A Comparison of Paging Systems in Corporate Environments Part 2

In our last installment we got an overview of what kind of needs a paging system could address in an office environment or a public building. The need for intelligibility and flexibility for convergence with other emergency systems such as fire alarm were covered. Now we will have a look at industrial settings and the similarities and differences we might find in those settings.

At a basic level, whether a paging system is in an office or a manufacturing plant, the need is the same. Any announcement made should be intelligible. But if you can imagine a warehouse-sized room with loud machines running you can start to see where this can quickly become difficult to achieve. A first thought may be to just make announcements louder. Unfortunately, this only carries you so far until loudness itself becomes a problem. Fortunately, there are a few things that can improve intelligibility.

Consider Speaker Type, Placement and Coverage

The first to consider for paging is the speaker type, placement, and coverage. A well-designed system will take all this into account. For example, imagine you are a worker running an industrial machine, and a chemical spill message comes over the PA system. If the speaker is in the distance, and all the walls are echoing everywhere the chances of you understanding what was just said is greatly diminished. Add to that the fact that the machine you are operating can be quite loud itself. The situation could be improved simply by using a speaker that is more directional (so the sound doesn’t bounce off the walls as much) and putting it closer to you so what you do hear is more of the initial sound and not the echo reflections. This brings us to another addition to a paging system that can really improve how the listener perceives the message being made.

Consider Environmental Noises

If you take the previous example of a machine operator, you can image that sometimes the machine is running loud and sometimes it may be doing nothing at all. Let’s say a page comes through and the volume is set so they can hear it just fine even through any hearing protection they are wearing. Once the machine is off and that page goes through it will seem painfully loud. The reverse scenario may also be true. The page is fine when the machine is off but once the machine is running it gets buried in the sound and becomes totally unintelligible. Here is where adding an ambient noise sensor can improve the situation. How this works is that a microphone is used as a sensor to vary the output volume of the page based on a “normal” ambient noise level. It’s a conceptually simple setup in that if the sensor microphone picks up the machine turning on a processor will, in turn, turn up the volume to the speaker.
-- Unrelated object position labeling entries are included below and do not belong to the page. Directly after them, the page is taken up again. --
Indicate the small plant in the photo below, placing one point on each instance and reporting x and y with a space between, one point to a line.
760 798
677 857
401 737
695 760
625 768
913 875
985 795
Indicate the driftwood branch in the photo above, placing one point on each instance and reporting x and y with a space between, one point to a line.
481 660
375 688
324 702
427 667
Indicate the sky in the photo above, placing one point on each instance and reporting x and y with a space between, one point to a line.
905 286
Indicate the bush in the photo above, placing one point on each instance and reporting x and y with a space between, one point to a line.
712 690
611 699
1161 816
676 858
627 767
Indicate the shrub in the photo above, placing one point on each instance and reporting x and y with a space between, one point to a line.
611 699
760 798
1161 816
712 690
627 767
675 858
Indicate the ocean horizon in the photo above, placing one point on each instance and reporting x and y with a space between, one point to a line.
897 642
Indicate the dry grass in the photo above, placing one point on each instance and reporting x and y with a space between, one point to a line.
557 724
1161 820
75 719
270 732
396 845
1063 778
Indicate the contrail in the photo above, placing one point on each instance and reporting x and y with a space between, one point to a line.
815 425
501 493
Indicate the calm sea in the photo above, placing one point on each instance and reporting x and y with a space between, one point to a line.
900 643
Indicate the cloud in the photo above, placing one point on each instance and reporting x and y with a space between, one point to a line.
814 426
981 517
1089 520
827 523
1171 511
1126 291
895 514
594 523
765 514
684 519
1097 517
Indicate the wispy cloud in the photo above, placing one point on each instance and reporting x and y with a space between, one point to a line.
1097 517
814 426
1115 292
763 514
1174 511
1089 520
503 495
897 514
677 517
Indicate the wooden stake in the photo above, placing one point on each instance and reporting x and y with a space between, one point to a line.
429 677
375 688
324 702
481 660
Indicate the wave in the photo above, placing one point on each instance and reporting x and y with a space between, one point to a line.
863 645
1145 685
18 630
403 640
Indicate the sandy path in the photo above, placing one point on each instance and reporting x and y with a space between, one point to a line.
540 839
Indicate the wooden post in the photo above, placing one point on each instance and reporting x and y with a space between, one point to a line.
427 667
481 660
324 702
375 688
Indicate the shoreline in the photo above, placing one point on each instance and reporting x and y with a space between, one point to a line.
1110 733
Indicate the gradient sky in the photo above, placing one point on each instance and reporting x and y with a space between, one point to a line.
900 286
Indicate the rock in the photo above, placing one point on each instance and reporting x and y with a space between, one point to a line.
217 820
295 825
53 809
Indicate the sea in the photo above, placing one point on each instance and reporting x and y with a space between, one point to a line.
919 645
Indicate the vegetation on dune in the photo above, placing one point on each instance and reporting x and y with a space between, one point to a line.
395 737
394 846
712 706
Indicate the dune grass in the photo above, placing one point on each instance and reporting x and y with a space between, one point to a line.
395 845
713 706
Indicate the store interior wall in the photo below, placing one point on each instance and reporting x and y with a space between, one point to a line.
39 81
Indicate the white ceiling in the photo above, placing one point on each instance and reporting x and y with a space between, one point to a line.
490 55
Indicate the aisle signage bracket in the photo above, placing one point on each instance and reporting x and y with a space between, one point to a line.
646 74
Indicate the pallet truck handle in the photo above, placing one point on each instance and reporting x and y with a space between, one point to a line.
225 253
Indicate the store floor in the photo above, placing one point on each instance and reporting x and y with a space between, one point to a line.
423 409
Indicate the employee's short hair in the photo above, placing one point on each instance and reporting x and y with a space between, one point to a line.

The processor is doing the work behind the scenes but constantly evaluating what the regular ambient noise level is and what any competing noise level is and making up the difference.

Consider Visual Paging Systems

As inventive as ambient noise sensors, directional speakers and special processors are, sometimes there are industrial situations where a loud environment is just too loud and trying to overcome the volume becomes a hazard in and of itself. In this case a reasonable alternative is to use a visual alert. This can be in the form of digital signage or strobe lights, either of which can be integrated into the paging system. You may have seen strobes similar to this in parking ramps or school hallways. In its most simplistic form, a strobe light may trigger every time an announcement is made so that any area which is overly loud at least knows that there is an alert. If a more detailed message is required, then digital signage placed in highly visible locations could be used which are tied to pre-recorded announcements display the text of the message. Textual messaging can also be triggered through programmed paging stations or integrated with other emergency messaging systems that also send texts or emails.